しばらくして痛みが落ち着いたと思い、起き上がろうとした動きで激痛が走った。腹を蹴られていたからそのせいだと思われた。
悶えている俺が落ち着くのをまって、アレクは着ていたコートを脱ぐと、俺を背負おうとした。
『何だよ! 放せよ!』
抵抗するが、アレクはビクともしなかった。二歳しか違わないのに、既に背丈も体格も成年にも劣らないアレクには、仔猫ほどの抵抗だったようだ。
アレクはやはり無言で俺を背負うと、俺の背を覆うようにコートを器用に羽織った。
アレクのコートは、俺をすっぽりと包んだ。
『アレクシス・エインズワースだ』
ポツリと名乗られて、一瞬何のことか分からず驚いて固まっていた。
しばらくしてから、俺の名前を聞いているのだと思い当たった。圧倒的に言葉が足りないと思った。だが、何故か不快な感じはしなかった。
『……セドリック・グレンフィル』
俺が名乗ると、アレクは無表情なのにどこか満足げに頷いた。
後にも先にも、あれほど奇妙な自己紹介は無かったな、と思い起こす。
それで俺を背負う男が、この学校で有名な辺境伯家の次男だと分かった。
学校一強いどころか、並みの騎士でさえ勝てないと評判の剣士で、寡黙だが何故かいつも周りに人が絶えないような人間だと聞いていた。

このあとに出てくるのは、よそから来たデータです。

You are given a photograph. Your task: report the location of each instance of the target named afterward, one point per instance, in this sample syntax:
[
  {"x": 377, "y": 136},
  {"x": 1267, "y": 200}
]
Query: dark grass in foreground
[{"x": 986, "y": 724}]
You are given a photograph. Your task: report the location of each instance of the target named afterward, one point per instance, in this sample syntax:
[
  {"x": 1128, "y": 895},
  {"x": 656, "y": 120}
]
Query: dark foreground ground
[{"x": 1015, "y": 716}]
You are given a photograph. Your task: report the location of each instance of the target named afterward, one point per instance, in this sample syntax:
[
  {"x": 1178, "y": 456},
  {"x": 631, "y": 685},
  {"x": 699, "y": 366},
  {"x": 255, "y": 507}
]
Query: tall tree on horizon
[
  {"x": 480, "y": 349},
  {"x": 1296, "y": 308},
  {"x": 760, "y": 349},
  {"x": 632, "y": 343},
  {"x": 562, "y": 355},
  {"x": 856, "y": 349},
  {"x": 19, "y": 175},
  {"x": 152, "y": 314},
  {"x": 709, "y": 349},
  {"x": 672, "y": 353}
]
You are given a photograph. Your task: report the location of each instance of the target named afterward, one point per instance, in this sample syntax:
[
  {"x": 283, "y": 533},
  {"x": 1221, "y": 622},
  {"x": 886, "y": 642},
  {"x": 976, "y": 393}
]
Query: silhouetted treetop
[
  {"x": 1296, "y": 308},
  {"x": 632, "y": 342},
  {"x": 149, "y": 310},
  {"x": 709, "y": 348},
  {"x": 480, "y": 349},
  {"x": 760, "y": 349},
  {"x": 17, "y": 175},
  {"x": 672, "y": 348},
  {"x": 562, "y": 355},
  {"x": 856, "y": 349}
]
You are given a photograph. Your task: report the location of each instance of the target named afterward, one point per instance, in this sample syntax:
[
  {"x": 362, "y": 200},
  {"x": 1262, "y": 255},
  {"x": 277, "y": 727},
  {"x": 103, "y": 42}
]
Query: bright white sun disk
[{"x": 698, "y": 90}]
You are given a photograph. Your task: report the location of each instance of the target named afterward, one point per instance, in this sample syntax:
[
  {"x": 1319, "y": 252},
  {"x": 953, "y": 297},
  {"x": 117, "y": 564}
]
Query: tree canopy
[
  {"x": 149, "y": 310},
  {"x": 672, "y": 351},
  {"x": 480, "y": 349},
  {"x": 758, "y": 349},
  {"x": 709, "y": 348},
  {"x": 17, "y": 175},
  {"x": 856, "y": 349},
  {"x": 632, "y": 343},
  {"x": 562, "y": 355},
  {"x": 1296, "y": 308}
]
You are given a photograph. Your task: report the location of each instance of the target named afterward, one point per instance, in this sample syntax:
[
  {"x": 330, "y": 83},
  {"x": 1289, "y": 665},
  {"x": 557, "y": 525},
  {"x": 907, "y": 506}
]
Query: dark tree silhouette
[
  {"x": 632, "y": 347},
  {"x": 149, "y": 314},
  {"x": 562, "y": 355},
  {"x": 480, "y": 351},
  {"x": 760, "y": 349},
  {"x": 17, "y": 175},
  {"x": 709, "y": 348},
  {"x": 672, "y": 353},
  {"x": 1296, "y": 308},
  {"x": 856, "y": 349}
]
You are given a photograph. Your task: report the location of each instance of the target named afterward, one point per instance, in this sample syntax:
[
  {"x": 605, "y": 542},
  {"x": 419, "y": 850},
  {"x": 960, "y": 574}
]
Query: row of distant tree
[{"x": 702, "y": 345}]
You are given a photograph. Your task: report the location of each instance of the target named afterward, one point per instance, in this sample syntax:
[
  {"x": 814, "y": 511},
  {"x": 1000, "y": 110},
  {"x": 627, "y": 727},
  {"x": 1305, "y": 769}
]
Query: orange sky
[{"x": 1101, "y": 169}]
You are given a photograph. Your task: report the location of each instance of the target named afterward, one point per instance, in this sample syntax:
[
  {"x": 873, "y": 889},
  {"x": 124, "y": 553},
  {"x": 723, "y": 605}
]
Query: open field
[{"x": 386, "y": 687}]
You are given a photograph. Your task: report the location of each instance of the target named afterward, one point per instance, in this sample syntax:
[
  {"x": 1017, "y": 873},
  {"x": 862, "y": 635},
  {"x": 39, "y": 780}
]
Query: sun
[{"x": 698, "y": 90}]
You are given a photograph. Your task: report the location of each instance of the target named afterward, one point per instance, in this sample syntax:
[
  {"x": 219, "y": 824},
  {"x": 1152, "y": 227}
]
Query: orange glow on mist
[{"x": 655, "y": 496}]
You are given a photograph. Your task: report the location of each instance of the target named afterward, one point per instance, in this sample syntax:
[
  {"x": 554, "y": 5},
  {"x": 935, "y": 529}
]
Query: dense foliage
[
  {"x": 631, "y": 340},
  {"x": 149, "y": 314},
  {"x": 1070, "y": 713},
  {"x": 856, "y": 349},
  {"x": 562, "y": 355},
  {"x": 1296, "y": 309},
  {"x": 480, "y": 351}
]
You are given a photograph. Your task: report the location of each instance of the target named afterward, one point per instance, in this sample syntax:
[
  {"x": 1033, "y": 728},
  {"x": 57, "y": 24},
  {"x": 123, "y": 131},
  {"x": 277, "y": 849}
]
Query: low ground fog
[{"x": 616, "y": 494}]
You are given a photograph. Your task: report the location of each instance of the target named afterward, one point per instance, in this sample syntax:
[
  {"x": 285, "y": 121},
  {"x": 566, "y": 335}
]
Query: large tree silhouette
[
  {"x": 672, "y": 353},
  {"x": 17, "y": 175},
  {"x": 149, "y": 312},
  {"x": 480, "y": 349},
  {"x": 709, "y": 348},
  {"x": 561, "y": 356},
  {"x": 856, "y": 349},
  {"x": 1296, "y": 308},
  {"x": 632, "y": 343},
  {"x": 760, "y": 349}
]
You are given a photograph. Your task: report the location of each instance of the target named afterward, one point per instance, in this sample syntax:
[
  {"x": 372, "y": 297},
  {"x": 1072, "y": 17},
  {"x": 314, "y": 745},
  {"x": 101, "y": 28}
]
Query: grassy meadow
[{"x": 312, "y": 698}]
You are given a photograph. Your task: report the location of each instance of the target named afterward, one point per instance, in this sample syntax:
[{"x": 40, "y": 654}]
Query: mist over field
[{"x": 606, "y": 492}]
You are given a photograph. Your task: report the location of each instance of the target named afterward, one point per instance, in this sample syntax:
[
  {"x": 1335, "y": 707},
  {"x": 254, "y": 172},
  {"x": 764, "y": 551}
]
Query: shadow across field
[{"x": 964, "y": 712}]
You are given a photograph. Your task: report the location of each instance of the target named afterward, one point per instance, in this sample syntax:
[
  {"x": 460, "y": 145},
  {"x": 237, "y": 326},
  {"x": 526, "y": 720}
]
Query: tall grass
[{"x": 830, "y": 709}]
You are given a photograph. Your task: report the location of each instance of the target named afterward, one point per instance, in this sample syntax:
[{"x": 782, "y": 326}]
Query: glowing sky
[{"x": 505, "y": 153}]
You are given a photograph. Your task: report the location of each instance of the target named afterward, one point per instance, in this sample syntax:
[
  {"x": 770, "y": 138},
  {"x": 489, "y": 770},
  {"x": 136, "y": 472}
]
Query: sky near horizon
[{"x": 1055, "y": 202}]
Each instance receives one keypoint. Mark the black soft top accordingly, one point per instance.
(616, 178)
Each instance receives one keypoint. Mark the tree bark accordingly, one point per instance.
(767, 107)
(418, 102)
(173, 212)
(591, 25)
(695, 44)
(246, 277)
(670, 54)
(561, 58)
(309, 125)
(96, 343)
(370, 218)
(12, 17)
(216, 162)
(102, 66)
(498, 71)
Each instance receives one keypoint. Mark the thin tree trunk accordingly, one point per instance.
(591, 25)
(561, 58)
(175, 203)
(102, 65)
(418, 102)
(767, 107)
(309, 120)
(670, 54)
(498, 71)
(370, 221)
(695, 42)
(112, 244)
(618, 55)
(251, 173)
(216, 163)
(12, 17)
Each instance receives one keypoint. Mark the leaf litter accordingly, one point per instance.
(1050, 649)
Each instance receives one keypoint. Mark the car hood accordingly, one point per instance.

この全寮制の幼年学校は、王都に邸宅を持たない貴族や裕福な平民または、家門で問題のある子弟が入ることがほとんどだ。王都に邸宅があるような貴族は、十五歳で王立の学園に入るまでは、自宅で家庭教師を雇うことが一般的だからだ。だから、ここに入寮しているヤツは、大抵が王都に邸宅を持てないような裕福でない貴族の子供が多い。だが、エインズワース辺境伯家は建国功臣の古い家柄で、武門の最高峰であり、豊かな領地を持っていて王都にも上から数える方が早い程の大きな邸宅を持っていたはずだ。
そんな高貴な家柄の正当な血筋で、武門に相応しい実力も持っているのに、何故彼はこの学校に入っているのか。
彼の噂を聞いた時から、俺はずっと疑問に思っていた。
恐らく、俺と同じように一族から持て余されているのだろうと結論付けていたが、俺への態度や周りを惹きつける人柄を考えると、彼という人間自体に問題があるわけではないようだった。
一つだけ、彼は辺境伯家とは疎遠である、ということだけが、不穏な噂として耳に入った。
そのことで、アレクが一つの夢を諦めたということを。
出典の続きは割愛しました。